Conférence du vendredi 7 novembre 2025

Do transmons dream of entangled sheep ? Erik Sorensen (McMaster University)

Abstract: 

Entanglement is a key aspect of quantum mechanics that has led to a number of developing 'quantum' technologies. For instance, entanglement is the resource behind the massive quantum parallelism exploited in quantum computers, and it is the property that might lead to the development of novel quantum materials. Even though entangled states are simple to describe, the implications are exceedingly hard to grasp. In a celebrated result, John Bell showed that if repeated measurements of an entangled system leads to a violation of a simple inequality then non-local
correlations must be present, the so called 'spooky' action at a distance. That quantum mechanics indeed does violate Bell's inequality has been demonstrated many times. Amazingly (at least to me), anyone can today get an account on a quantum computer, entangle their own qubits, and verify that Bell's inequality is violated. The specific realization of a qubit in many the exisiting quantum computers  is the transmon, a technology in part made possible by the work of the 2025 nobel prize
winners, hence the transmon in the title. In this talk I will discuss Bell's inequalities from the point of view of building a classical system to violate them, and demonstrate (hopefully live) that they are violated in simple quantum circuits that can be run on quantum computers using python (Qiskit) scripts.

Bio:

Erik Sorensen is a Professor at McMaster University in the department of Physics and Astronomy.  He received his MSc from the University of AArhus, Denmark and  his Ph.
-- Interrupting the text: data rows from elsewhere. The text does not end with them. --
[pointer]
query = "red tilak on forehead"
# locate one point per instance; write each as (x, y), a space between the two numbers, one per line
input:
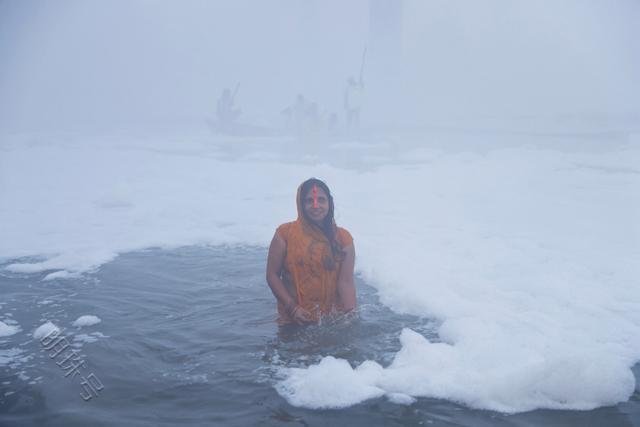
(315, 197)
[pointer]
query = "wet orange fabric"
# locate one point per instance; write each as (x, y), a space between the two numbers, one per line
(310, 270)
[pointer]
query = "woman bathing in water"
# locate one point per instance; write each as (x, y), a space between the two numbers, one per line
(311, 260)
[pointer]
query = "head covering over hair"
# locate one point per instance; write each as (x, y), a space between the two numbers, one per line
(311, 267)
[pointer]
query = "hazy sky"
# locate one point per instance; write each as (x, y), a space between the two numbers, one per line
(112, 63)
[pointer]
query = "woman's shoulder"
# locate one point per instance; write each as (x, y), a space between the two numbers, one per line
(344, 237)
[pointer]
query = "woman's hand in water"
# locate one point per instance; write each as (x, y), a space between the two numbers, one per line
(300, 315)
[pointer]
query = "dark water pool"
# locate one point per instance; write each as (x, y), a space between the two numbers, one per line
(188, 337)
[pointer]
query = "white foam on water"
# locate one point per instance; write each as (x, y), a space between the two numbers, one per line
(527, 257)
(8, 330)
(44, 330)
(86, 320)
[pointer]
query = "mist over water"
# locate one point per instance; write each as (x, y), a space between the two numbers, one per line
(73, 64)
(488, 172)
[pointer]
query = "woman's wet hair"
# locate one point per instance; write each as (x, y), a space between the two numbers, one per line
(328, 226)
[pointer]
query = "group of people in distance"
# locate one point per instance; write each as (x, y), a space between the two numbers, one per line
(302, 116)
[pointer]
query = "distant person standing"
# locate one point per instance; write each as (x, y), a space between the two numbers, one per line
(353, 101)
(354, 97)
(226, 112)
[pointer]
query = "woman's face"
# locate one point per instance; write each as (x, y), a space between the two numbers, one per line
(316, 204)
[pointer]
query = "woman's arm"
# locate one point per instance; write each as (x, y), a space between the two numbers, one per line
(346, 286)
(275, 262)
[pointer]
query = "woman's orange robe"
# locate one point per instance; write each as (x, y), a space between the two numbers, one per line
(310, 271)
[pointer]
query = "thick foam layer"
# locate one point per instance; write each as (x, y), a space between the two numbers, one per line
(527, 257)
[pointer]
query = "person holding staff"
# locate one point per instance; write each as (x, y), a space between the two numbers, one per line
(310, 265)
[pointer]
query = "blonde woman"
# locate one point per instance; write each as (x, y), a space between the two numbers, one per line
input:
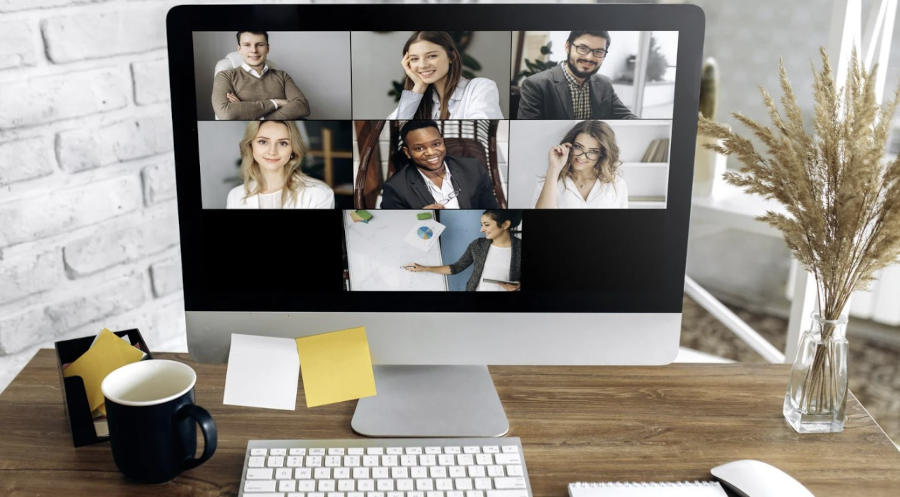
(271, 153)
(583, 171)
(434, 87)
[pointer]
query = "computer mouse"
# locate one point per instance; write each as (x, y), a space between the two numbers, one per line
(751, 478)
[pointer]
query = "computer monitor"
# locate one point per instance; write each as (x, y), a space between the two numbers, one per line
(591, 109)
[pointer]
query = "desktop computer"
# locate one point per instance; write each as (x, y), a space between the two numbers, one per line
(338, 167)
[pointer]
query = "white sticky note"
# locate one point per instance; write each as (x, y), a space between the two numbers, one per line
(262, 372)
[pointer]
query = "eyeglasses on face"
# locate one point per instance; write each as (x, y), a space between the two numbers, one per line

D. degree from the University of California Santa Cruz in 1992. After postdoctoral work at the UBC and University of Indiana, he joined Universite Paul Sabatier in Toulouse, France in 1996 before moving to McMaster University in 2001 as a SHARCnet chair in computational physics.  His research centres on
computational techniques for studying quantum materials and trongly correlated systems.  A special focus in recent years has been the use of quantum information tools for the characterization of such quantum materials and in particular entanglement as it arises in these systems.